Nexo ha lanciato un prodotto con circa il 36% di interesse
La dichiarazione del DFPI ha osservato che la legge impone a Nexo Group di proteggere i propri investitori, cosa che non ha fatto. Oltre a ciò, si è anche rifiutata di chiarire i rischi connessi all'acquisto del prodotto in questione. Secondo la dichiarazione ufficiale delle autorità di regolamentazione, il prodotto lanciato di recente da Nexo ha un tasso di interesse del 36%.
Si tratta di un tasso superiore alla maggior parte dei tassi di interesse del mercato finanziario. In una recente dichiarazione, l'amministratore delegato di Nexo Group ha affermato di aver lavorato a stretto contatto con le autorità di regolamentazione di tutti gli stati per garantire che il suo nuovo prodotto sia conforme a tutte le leggi finanziarie vigenti. L'amministratore delegato dell'azienda, Trenchev, ha anche affermato di aver impedito ai trader statunitensi di accedere alla sua piattaforma da marzo, quando la SEC ha emesso un nuovo ordine.
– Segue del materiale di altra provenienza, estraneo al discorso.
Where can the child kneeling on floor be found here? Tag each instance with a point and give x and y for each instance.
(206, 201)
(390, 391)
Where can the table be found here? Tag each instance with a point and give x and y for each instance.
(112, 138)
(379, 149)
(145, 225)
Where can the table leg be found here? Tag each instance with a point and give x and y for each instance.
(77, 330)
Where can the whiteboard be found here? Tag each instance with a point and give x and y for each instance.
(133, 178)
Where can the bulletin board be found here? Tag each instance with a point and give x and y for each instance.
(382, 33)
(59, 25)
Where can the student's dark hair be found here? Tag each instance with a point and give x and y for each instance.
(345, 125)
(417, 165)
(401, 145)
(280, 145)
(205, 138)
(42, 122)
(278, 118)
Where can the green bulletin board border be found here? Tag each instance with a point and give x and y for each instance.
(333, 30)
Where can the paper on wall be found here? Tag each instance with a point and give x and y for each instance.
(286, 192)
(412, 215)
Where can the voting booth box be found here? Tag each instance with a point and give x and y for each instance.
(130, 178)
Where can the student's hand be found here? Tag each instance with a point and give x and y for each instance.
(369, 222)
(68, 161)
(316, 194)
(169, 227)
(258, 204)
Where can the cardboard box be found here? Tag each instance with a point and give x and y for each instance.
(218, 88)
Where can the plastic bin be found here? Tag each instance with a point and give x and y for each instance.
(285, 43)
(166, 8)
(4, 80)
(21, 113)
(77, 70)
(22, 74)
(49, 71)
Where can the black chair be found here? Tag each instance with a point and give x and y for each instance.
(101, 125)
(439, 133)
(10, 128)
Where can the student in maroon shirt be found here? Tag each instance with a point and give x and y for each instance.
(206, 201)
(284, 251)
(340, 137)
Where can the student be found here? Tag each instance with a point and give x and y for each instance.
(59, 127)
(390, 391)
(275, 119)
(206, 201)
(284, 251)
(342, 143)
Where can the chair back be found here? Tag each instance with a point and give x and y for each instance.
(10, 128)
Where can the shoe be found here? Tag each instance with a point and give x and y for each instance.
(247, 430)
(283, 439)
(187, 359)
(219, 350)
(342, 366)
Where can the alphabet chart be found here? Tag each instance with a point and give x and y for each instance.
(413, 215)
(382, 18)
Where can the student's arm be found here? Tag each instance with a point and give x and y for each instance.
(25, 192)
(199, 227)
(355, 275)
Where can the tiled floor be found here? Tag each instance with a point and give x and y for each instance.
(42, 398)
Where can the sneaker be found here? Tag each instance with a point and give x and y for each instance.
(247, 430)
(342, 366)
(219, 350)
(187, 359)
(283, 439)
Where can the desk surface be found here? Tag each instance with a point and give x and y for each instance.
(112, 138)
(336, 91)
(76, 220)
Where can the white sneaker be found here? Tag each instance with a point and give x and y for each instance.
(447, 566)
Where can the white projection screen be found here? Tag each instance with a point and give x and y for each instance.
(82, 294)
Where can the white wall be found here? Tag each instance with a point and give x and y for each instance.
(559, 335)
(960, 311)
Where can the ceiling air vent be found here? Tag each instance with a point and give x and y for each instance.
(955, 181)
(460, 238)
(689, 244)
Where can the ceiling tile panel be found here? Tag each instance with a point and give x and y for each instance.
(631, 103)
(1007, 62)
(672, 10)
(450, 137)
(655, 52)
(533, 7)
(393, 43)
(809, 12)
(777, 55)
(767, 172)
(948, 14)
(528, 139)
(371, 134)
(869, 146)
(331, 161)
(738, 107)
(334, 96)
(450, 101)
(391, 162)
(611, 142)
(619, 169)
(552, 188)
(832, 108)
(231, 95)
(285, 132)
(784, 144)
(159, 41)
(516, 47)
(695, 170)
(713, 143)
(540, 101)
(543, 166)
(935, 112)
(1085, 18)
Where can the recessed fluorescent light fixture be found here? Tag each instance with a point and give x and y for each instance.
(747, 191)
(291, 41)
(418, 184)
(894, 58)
Le società di prestito sono sotto pressione
Oltre all'autorità di regolamentazione dei titoli della California, alla presentazione della domanda hanno partecipato anche autorità di regolamentazione di stati come il Vermont e il Kentucky. La domanda dovrebbe comportare la cessazione della produzione del prodotto da parte di Nexo e l'astensione dalla produzione di prodotti che lo rispecchino in futuro. Tuttavia, secondo i dettagli della sua registrazione, la piattaforma ha il diritto di operare in Maryland, Oklahoma e California. Sebbene Washington si sia rifiutata di presentare un'ordinanza di cessazione, l'autorità di regolamentazione dello stato ha rilasciato una dichiarazione di accusa. Un giudice di New York ha inoltre intentato una causa contro la società per accuse al limite dell'inganno illecito degli investitori, sostenendo che la società è conforme alle norme e ai regolamenti di tutto lo stato.
Da giugno, il settore dei prestiti nel mercato delle criptovalute ha continuato a calare rapidamente. Celsius ha visto i suoi asset congelati, mentre Voyager Digital è fallita a causa dell'insolvenza di 3AC. BlockFi è stata salvata dalla morte di FTX , tra le altre cose. Attualmente, Nexo sta cercando di smentire le voci secondo cui non sarebbe in grado di fornire il supporto promesso ai suoi utenti al momento dell'onboarding. Da allora, un paio di aziende hanno chiuso i battenti sul mercato a causa del fallimento.